COVID-19 set to exacerbate humanitarian crisis
Entering into its sixth year of conflict, the UN reports that Yemen remains the world’s worst humanitarian crisis with up to 80% of the population in need of protection or assistance. Despite the UN-led effort to scale up the country’s capacity to tackle the coronavirus threat, Yemen’s “devastated” health system, which is already grappling with cholera and diphtheria outbreaks, remains woefully underprepared to deal with an additional pandemic.
Healthcare workers are scared but doing their best to prepare for the onslaught of COVID-19, according to WHO’s Saada hub manager Dr. Mohammed Al Naggar.
“We have heard about the virus—it is all over the news, you can’t help but be fearful. Here in Yemen, the resources are few, especially in Saada, an active frontline,” Naggar said.
Yemen also faces a high risk of large coronavirus clusters developing rapidly among the almost one million internally displaced people (IDP) who currently live in overcrowded, makeshift accommodation without proper sanitation facilities.

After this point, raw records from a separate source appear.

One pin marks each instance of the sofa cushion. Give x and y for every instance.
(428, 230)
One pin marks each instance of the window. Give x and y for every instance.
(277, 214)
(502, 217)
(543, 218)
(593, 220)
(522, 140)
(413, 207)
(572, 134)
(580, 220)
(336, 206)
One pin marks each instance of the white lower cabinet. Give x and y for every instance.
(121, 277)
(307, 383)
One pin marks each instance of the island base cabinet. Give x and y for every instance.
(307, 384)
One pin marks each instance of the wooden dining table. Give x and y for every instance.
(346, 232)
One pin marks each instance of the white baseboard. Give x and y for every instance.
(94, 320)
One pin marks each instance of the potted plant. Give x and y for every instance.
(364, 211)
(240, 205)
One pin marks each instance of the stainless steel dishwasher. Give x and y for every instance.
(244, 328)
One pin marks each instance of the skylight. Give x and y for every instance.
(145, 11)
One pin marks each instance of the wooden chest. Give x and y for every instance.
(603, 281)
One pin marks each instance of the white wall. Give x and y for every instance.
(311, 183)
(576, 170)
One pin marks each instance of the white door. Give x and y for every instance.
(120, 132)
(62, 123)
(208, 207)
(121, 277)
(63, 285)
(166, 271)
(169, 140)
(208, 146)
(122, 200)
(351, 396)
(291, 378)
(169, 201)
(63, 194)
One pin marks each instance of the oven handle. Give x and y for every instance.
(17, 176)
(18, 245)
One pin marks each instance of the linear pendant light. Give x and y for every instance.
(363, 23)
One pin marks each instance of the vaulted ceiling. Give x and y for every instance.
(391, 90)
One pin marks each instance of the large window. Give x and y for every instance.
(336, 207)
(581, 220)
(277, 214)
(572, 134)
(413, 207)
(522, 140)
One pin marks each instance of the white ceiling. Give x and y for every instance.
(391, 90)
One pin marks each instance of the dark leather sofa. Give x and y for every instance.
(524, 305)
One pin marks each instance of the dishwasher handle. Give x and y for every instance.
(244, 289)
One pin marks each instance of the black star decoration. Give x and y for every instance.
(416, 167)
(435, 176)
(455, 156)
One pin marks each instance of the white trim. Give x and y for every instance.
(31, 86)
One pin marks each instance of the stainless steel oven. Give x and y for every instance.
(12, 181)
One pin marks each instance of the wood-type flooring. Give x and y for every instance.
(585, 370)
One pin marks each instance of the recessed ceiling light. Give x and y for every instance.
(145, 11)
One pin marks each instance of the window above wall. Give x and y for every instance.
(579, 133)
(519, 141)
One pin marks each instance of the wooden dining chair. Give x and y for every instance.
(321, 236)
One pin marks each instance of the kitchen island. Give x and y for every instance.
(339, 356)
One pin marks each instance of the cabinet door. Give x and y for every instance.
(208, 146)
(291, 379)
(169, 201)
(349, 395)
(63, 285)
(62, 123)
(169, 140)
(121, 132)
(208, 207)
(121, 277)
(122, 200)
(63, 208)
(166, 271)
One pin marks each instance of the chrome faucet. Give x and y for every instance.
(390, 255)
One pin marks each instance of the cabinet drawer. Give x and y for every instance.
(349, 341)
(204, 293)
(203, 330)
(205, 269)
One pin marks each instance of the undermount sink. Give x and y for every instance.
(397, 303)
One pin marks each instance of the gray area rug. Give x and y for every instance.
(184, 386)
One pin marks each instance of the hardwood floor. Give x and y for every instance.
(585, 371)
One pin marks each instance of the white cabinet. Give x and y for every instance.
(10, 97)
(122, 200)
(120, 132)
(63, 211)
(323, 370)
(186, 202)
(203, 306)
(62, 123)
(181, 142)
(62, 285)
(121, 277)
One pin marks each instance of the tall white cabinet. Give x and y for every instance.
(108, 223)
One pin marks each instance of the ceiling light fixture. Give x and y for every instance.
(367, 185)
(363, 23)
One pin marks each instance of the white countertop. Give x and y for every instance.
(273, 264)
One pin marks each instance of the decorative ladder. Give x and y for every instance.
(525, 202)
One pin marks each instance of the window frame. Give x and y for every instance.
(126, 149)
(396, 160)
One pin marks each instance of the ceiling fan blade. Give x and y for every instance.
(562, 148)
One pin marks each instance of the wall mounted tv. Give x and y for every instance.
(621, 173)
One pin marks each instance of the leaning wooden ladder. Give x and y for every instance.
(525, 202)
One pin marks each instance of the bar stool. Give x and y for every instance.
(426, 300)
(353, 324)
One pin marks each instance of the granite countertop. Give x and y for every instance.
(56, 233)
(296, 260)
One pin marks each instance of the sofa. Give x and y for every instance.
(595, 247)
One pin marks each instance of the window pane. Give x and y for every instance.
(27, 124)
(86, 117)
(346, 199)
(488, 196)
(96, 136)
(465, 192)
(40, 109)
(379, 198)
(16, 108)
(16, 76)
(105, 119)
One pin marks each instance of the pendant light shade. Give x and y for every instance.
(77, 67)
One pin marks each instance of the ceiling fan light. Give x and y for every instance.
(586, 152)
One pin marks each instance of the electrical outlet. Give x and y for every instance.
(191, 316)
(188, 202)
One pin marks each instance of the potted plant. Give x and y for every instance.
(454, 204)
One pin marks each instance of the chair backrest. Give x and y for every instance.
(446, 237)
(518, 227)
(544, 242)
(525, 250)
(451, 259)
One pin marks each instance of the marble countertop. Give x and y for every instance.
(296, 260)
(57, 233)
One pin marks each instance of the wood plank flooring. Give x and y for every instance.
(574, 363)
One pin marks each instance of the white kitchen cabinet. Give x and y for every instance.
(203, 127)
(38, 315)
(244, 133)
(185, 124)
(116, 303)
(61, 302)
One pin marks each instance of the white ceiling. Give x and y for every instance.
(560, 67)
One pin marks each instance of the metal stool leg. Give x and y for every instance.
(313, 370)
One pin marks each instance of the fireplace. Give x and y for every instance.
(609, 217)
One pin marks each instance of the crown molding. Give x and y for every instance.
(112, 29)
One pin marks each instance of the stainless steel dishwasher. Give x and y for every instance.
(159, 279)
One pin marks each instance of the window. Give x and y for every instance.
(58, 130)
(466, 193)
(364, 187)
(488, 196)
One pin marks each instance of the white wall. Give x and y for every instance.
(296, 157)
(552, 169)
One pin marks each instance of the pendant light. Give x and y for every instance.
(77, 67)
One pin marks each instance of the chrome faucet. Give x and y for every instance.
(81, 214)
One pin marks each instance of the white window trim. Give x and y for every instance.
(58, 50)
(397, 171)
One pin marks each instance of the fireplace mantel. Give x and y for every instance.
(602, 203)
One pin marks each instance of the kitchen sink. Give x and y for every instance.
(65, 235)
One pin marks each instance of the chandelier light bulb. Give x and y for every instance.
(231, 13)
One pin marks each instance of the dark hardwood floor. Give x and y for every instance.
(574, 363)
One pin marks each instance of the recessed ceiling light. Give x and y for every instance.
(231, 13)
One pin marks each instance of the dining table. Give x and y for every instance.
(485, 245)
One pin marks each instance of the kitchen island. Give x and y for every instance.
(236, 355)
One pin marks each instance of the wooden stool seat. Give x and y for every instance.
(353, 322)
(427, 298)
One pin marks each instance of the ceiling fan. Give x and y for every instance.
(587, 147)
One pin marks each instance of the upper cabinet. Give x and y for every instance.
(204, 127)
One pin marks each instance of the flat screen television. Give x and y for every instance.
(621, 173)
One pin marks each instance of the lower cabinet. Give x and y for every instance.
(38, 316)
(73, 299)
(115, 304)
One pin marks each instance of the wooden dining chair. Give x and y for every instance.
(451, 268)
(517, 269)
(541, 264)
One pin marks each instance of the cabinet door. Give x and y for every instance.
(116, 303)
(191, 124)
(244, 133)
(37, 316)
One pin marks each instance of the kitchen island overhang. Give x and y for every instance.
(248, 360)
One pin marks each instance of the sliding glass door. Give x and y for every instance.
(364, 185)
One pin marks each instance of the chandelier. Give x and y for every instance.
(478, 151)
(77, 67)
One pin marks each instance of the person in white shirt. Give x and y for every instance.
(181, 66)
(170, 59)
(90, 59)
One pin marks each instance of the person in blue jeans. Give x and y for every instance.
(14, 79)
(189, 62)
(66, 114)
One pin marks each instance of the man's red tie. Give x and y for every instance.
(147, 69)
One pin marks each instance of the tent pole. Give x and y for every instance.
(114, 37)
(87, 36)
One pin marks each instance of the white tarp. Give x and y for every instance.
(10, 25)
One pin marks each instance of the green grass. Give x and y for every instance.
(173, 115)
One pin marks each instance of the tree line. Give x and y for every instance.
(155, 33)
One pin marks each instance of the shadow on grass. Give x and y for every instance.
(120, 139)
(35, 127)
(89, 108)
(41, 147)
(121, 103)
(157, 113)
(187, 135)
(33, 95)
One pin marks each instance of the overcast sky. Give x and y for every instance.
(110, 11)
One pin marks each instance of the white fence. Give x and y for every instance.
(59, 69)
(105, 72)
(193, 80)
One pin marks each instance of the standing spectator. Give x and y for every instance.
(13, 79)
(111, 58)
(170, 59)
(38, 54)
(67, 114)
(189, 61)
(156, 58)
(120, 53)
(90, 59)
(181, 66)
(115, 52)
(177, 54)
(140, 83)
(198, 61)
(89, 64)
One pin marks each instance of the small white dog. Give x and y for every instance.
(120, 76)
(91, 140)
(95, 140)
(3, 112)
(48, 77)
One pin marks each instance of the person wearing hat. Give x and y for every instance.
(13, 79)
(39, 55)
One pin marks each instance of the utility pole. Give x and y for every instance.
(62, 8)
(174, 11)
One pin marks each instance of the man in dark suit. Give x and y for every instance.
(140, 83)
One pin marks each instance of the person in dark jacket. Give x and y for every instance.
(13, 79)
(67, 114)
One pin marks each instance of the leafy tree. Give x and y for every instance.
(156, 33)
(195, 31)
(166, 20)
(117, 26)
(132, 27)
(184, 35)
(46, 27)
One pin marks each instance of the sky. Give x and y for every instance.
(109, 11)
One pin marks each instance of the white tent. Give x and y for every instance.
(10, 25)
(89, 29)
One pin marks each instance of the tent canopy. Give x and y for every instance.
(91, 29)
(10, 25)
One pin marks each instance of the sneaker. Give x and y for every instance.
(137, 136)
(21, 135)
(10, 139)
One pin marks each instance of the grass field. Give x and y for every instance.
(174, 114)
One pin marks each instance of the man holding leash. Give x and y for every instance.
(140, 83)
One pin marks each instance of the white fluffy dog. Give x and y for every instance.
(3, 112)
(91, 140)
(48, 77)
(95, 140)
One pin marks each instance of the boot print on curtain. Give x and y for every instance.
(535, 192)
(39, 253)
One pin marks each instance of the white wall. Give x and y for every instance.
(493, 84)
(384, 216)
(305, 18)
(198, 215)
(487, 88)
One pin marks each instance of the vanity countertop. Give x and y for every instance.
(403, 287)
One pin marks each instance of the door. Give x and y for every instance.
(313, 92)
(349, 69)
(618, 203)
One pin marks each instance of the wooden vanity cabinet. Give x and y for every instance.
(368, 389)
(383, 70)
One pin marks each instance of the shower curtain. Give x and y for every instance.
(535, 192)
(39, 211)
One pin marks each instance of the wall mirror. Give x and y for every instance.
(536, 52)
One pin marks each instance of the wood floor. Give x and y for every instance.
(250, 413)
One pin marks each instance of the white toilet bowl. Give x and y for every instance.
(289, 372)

If COVID-19 takes hold among the country’s IDP, the mortality rates would be very high, Manager of the Yemen Displacement Response Consortium Winnie Mbusya reports.
“This would translate into an unprecedented number of patients requiring intensive care over a very short period of time, which they will not receive,” Mbusaya told the United Nations Office for the Coordination of Humanitarian Affairs (OCHA).
Millions are reliant on food aid and experiencing malnutrition to varying degrees, further increasing their vulnerability to disease outbreaks such as the novel coronavirus. Over the weekend, senior FAO regional official Abdessalam Ould Ahmed told Reuters that a coronavirus pandemic could plunge even more people into hunger.
“That situation could be really catastrophic if all the elements of worst-case scenarios come to be but let’s hope not and the UN are working on avoiding that,” Ahmed said on Monday.
The UN’s World Food Programme and other donors like the US have cut aid delivery to Houthi-held parts of Yemen over concerns the assistance is not reaching those in need and rebels are misappropriating supplies. The rebels have reportedly interfered with UN efforts to ensure aid flows to needy citizens, not just combatants and their supporters, for months.